Dive deeper into Enthusiastic Consent by watching our Carnal Theory episode with Caritia!
Give yourself and your partner(s) space to change your minds
Maybe you thought you wanted a threesome, but after talking about it many times you’ve realized this is not what you want anymore—that’s okay. You are entitled to withdraw consent at any time during your sexual interactions, even if you have suggested or stated otherwise before, and so are your partners.
“The best way to ensure that all parties are comfortable with any sexual activity is to talk about it, check in periodically, and make sure everyone involved consents before escalating or changing activities.”
—Rape, Abuse & Incest National Network (RAINN), What Consent Looks Like.
Think also about the positive What Ifs
It’s easy to get anxious when all you think about when entering a new situation is everything that can go wrong, this line of thinking can often link to—or stem from—anxiety. Thinking about the many things that can also go right and feel satisfying when trying this “new” experience might be a good way to identify what your real feelings are—beyond the fears you might experience.
If Your Partner is Dealing with Their Mental Health…
Trying something new can be especially scary to people who struggle with their mental health (and for those who don’t struggle with mental health too, as mentioned in this Verywell Mind article). You cannot help who you fall for, and if that person happens to be someone who’s dealing with mental health, according to the Kentucky Counseling Center, here are a few DOS to help them out.
Inform yourself about mental health.
Your partner(s) is not the only person dealing with mental health issues. Do your own research about how to help; there’s plenty of material on the subject to help you understand what they may need or what could be helpful for their specific case.
Encourage your partner(s) to seek therapy.
It’s important that your partner(s) knows you are there for them, that you can listen and support them, but you can’t forget one thing: you are not a therapist. If you try to put yourself in that place, you may end up emotionally drained and unable to help.
Find a therapist for yourself.
You don’t need to deal with mental health issues to start going to therapy. We can all benefit from expressing how we feel in front of someone who might know better how to deal with it and is willing to listen without giving biased advice, and oftentimes, a therapist can give you really good advice on how to be of more help to someone struggling with mental health issues.
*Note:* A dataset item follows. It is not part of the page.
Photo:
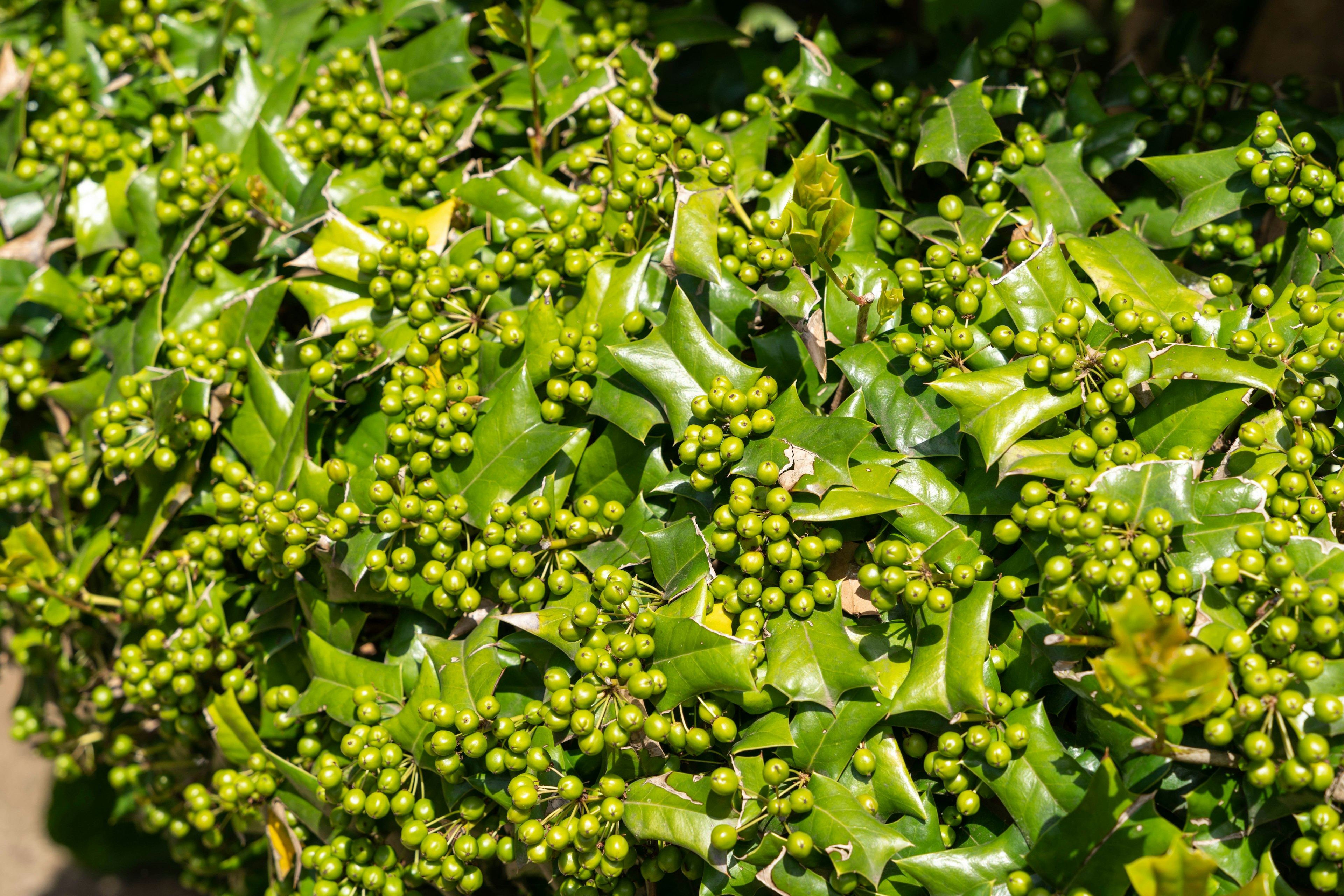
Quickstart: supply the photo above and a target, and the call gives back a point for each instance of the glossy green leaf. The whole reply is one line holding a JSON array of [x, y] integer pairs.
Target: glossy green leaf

If after this read you still find yourself unsure as to what words will you use to bring this conversation to the table, take a look at this template by Sexologist Caitlin V, MPH:
"There’s something I want to talk to you about. It’s a new thing I want to try in bed, is now a good time? [If they say yes:] I’ve been nervous about bringing this up because_____ (I’m afraid what you'll think/I don’t fully know how to make it happen/my last partner shamed me, etc). Okay, here it goes, I really want to try _____ (a threesome, bondage, prostate massage, sensation play, bringing a vibrator into bed, etc). Please don’t feel that you need to answer right away, I want you to take your time and process this, I’m here if you have any questions or want to talk it out. Let’s set a time to revisit the subject once you’ve had a chance to think about it."
Part of having a fulfilling sex life is exploring the unknown if you’re feeling like it.
There’s no harm in having a curious conversation with your partner(s) about new practices you read about, saw or just thought of and wish to try, as long as you respect everyone’s boundaries and autonomy.